The Greeks had several distinct terms for words and names, as onoma, noun, and rhema, verb, the sources of onomatology and rhematology, which are resounding creations for phases of semantics. Onomatopoeia, from onomatopoieo, to make names, now has the special sense of 'words made in imitation of natural sounds.' Epos and logos, used concretely and abstractly, denoted the spoken or written word; and a logotechnes was an artificer in words. From this word I derive logotechnics, the art of composing words. This inventive process could be implied by the term wordcraft, but the latter refers more particularly to the skillful use of words. The Greeks also had a figurative, perhaps slightly satirical synonym for logotechnes, namely, logomageiros, wordcook. This word conveys a subtle suggestion that not all cooks are artists,--an observation not inapplicable to some post-classical wordmakers.

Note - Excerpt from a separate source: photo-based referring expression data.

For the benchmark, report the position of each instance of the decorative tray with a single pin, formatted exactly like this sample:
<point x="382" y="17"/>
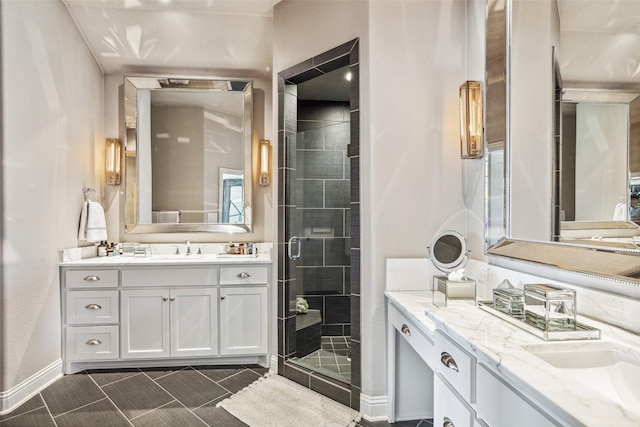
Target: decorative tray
<point x="223" y="255"/>
<point x="582" y="331"/>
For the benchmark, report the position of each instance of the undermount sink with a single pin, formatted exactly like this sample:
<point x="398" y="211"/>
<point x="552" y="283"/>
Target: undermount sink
<point x="609" y="368"/>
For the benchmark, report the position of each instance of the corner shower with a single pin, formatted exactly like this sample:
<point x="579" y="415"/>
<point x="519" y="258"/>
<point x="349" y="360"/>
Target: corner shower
<point x="319" y="221"/>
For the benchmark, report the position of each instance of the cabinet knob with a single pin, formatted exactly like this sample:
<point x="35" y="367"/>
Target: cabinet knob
<point x="447" y="360"/>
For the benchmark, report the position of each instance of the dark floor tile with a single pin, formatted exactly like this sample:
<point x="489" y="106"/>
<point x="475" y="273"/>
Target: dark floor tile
<point x="102" y="413"/>
<point x="137" y="395"/>
<point x="218" y="417"/>
<point x="155" y="373"/>
<point x="218" y="373"/>
<point x="34" y="403"/>
<point x="191" y="388"/>
<point x="170" y="415"/>
<point x="237" y="382"/>
<point x="258" y="369"/>
<point x="38" y="417"/>
<point x="412" y="423"/>
<point x="104" y="377"/>
<point x="71" y="392"/>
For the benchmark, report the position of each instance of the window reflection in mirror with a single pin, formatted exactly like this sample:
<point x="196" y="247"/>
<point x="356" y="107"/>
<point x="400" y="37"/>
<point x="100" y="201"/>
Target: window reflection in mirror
<point x="188" y="154"/>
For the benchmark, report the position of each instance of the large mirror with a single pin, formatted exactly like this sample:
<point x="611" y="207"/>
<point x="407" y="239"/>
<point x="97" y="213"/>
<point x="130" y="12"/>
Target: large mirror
<point x="188" y="165"/>
<point x="572" y="149"/>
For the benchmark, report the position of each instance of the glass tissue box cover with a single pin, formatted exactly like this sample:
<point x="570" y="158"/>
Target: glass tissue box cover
<point x="550" y="308"/>
<point x="509" y="301"/>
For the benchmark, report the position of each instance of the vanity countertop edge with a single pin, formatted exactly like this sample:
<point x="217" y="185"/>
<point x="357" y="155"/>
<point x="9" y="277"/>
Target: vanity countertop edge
<point x="176" y="260"/>
<point x="497" y="344"/>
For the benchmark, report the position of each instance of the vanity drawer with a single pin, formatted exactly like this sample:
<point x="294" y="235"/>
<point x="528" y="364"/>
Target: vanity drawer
<point x="456" y="365"/>
<point x="91" y="342"/>
<point x="414" y="336"/>
<point x="82" y="307"/>
<point x="243" y="275"/>
<point x="169" y="276"/>
<point x="449" y="407"/>
<point x="91" y="278"/>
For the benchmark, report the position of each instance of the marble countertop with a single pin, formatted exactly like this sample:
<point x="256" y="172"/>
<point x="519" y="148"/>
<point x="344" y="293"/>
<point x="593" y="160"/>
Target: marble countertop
<point x="168" y="259"/>
<point x="499" y="344"/>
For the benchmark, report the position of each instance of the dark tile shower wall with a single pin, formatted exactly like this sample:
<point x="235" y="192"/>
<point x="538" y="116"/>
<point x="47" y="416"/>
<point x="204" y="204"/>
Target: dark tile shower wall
<point x="322" y="206"/>
<point x="346" y="54"/>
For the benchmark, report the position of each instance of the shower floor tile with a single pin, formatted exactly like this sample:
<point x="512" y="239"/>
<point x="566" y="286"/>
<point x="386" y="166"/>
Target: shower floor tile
<point x="332" y="357"/>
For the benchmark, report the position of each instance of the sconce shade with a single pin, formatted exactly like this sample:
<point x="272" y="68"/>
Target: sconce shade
<point x="265" y="162"/>
<point x="471" y="123"/>
<point x="113" y="153"/>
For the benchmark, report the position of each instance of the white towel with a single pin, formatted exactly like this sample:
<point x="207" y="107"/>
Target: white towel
<point x="166" y="217"/>
<point x="620" y="212"/>
<point x="93" y="226"/>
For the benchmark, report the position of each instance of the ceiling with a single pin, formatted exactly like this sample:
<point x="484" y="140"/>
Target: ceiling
<point x="231" y="38"/>
<point x="600" y="41"/>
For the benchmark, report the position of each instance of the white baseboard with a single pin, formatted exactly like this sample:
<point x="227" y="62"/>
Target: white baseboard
<point x="374" y="408"/>
<point x="20" y="393"/>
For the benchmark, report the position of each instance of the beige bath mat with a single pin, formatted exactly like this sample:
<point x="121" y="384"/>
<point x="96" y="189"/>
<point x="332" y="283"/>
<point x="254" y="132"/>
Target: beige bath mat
<point x="274" y="401"/>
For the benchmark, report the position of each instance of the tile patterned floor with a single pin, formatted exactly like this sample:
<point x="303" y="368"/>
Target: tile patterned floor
<point x="137" y="397"/>
<point x="415" y="423"/>
<point x="168" y="397"/>
<point x="332" y="358"/>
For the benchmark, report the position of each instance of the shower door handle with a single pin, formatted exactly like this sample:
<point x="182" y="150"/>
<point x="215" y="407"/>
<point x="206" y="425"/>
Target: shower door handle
<point x="292" y="241"/>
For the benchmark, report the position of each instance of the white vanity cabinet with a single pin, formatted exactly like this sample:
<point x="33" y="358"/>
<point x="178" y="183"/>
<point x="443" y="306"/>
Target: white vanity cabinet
<point x="170" y="322"/>
<point x="154" y="315"/>
<point x="455" y="391"/>
<point x="410" y="375"/>
<point x="243" y="310"/>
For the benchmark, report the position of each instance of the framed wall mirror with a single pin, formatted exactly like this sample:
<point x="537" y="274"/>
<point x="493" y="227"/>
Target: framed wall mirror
<point x="564" y="56"/>
<point x="188" y="155"/>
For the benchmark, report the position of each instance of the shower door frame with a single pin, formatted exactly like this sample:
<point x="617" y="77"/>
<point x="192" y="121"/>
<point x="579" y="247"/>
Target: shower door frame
<point x="346" y="54"/>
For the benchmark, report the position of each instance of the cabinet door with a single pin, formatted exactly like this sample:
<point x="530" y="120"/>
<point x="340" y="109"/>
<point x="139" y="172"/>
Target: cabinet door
<point x="243" y="320"/>
<point x="194" y="322"/>
<point x="145" y="323"/>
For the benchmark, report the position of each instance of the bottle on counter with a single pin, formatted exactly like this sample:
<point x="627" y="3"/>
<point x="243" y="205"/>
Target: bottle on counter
<point x="102" y="248"/>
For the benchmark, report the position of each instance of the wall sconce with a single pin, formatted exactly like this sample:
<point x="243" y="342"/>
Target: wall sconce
<point x="471" y="124"/>
<point x="265" y="162"/>
<point x="112" y="154"/>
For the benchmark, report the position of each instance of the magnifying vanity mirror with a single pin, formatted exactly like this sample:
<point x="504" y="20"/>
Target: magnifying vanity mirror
<point x="188" y="155"/>
<point x="560" y="181"/>
<point x="448" y="251"/>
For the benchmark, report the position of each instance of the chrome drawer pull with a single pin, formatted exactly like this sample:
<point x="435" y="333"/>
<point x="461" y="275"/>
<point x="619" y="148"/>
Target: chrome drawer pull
<point x="405" y="329"/>
<point x="447" y="360"/>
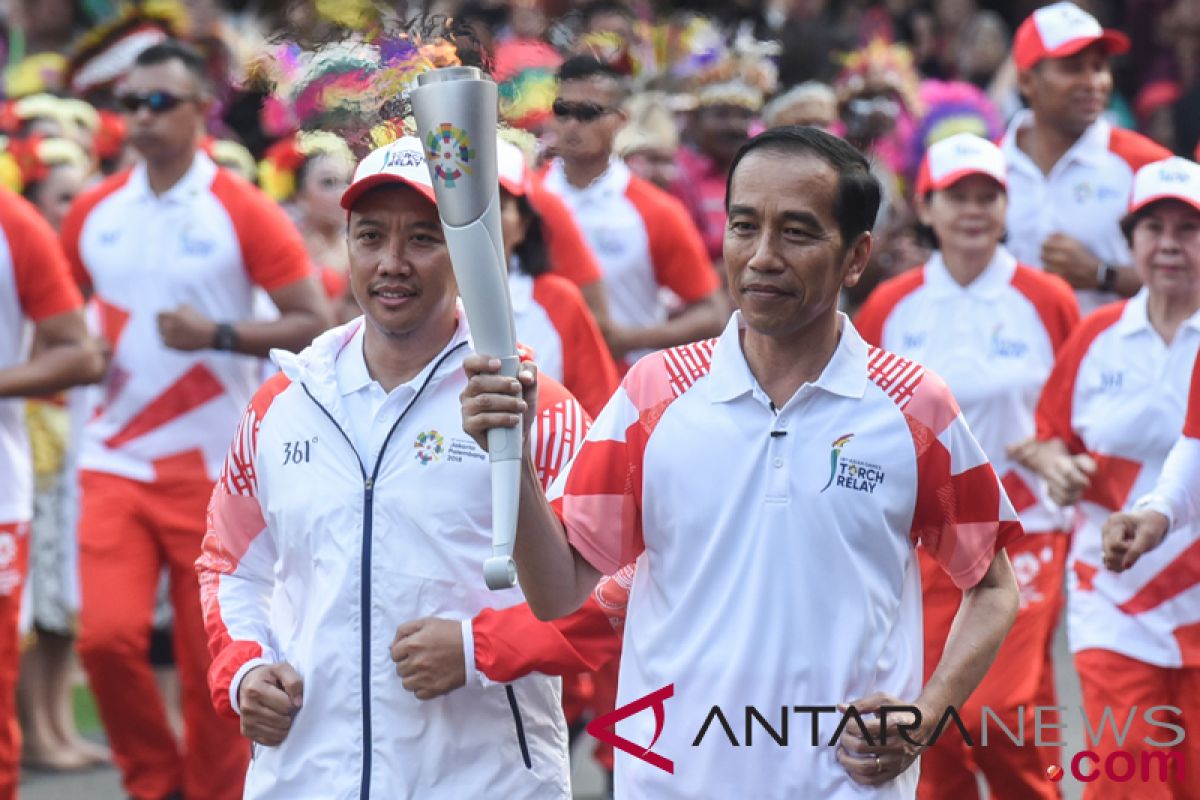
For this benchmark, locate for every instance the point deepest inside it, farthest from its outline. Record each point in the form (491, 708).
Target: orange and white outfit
(994, 342)
(156, 444)
(645, 241)
(1119, 392)
(35, 284)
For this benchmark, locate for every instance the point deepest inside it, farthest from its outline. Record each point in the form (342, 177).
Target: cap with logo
(400, 162)
(1060, 30)
(1171, 179)
(958, 156)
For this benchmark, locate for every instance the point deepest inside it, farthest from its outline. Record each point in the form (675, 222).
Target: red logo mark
(603, 727)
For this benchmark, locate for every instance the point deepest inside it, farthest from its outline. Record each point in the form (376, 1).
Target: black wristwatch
(226, 338)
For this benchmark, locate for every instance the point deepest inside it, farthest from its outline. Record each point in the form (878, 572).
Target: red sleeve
(677, 252)
(43, 277)
(1055, 408)
(511, 643)
(588, 371)
(271, 246)
(1135, 149)
(1192, 422)
(1054, 300)
(72, 224)
(882, 301)
(569, 253)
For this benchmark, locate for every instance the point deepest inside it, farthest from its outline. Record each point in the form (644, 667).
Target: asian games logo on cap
(849, 473)
(403, 158)
(450, 152)
(429, 446)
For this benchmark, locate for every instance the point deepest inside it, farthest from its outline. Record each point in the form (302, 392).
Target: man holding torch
(353, 507)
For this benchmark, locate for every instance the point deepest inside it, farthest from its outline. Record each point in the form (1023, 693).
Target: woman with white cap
(1111, 410)
(990, 328)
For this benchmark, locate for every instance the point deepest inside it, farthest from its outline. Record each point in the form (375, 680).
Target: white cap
(511, 168)
(400, 162)
(958, 156)
(1176, 179)
(1060, 30)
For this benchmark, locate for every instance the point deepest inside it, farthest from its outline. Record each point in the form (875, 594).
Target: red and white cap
(1171, 179)
(510, 166)
(1060, 30)
(958, 156)
(400, 162)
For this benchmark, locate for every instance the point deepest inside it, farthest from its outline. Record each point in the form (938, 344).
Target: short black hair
(173, 49)
(859, 192)
(581, 67)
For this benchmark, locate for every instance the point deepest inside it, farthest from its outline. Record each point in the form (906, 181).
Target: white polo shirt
(1085, 194)
(994, 342)
(1119, 392)
(775, 552)
(208, 242)
(642, 238)
(35, 284)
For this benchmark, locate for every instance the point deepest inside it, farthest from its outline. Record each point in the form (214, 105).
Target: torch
(455, 110)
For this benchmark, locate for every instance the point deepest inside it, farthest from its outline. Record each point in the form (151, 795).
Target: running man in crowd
(641, 235)
(821, 464)
(35, 288)
(351, 509)
(1069, 169)
(172, 252)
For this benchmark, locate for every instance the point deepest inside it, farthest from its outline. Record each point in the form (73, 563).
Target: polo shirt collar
(197, 179)
(610, 184)
(989, 286)
(1090, 148)
(1135, 317)
(730, 376)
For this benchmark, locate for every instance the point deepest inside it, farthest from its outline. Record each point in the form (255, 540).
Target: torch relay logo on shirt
(1153, 759)
(849, 473)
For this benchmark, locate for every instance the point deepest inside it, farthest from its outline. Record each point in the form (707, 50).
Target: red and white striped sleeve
(237, 563)
(963, 517)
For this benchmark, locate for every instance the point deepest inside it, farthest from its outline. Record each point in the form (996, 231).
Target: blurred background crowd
(304, 89)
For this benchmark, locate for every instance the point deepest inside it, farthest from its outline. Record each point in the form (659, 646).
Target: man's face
(1069, 92)
(721, 130)
(169, 132)
(592, 138)
(784, 253)
(400, 266)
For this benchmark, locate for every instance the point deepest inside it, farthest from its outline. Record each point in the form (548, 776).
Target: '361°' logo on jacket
(850, 473)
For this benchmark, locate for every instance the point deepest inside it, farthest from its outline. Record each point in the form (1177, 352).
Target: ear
(857, 257)
(922, 205)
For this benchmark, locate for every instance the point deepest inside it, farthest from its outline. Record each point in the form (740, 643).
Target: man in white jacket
(351, 504)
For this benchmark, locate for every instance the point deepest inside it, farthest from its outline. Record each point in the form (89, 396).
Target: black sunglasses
(581, 112)
(159, 102)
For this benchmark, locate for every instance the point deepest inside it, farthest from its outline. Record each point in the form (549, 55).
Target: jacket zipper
(365, 572)
(516, 720)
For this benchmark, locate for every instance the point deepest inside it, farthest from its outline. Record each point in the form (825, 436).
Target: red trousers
(127, 531)
(1120, 683)
(1021, 675)
(13, 570)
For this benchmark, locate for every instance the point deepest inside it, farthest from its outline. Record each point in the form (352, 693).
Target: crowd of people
(895, 296)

The Romans apparently had no single term for 'a maker of words', but the Roman wordcreator could well have been called a verbifex and his art verbifactio or verbicultura. The nomenclator was essentially a name-caller or identifier, and a nomenclatura was a list of names. Other words from the same source (nomen, -inis, name), but with accessory or derived meanings, are nominator, namer, and nominatio, designation by name, especially for public office.
Although the materials just reviewed were suggestive, I concluded that a one-word title, such as Logotechnics, however appropriate, might prove to be too forbidding because of its novelty. After selecting that now used, and while cogitating about the menu offered under the new designation, I was reminded of a U. S. Department of Agriculture bulletin, entitled Turnips, beets, and other succulent roots, and their use as food. My book also deals with roots, more or less succulent, and the approved methods for cultivating them. It will, I trust, promote skill and pleasure in composing words, and thus, although not intended to be a panacea for all the ills of nomenclature, may, by offsetting some of the bad effects resulting from decreased instruction in classical languages, diminish the area and amount of verbicultural wrongdoing. My fervent hope, however, is that the book will not encourage the making of unnecessary words, the proliferation of jargon. It is intended to be a useful tool, and as such, whether or not it is considered sharp, should be handled carefully and wisely.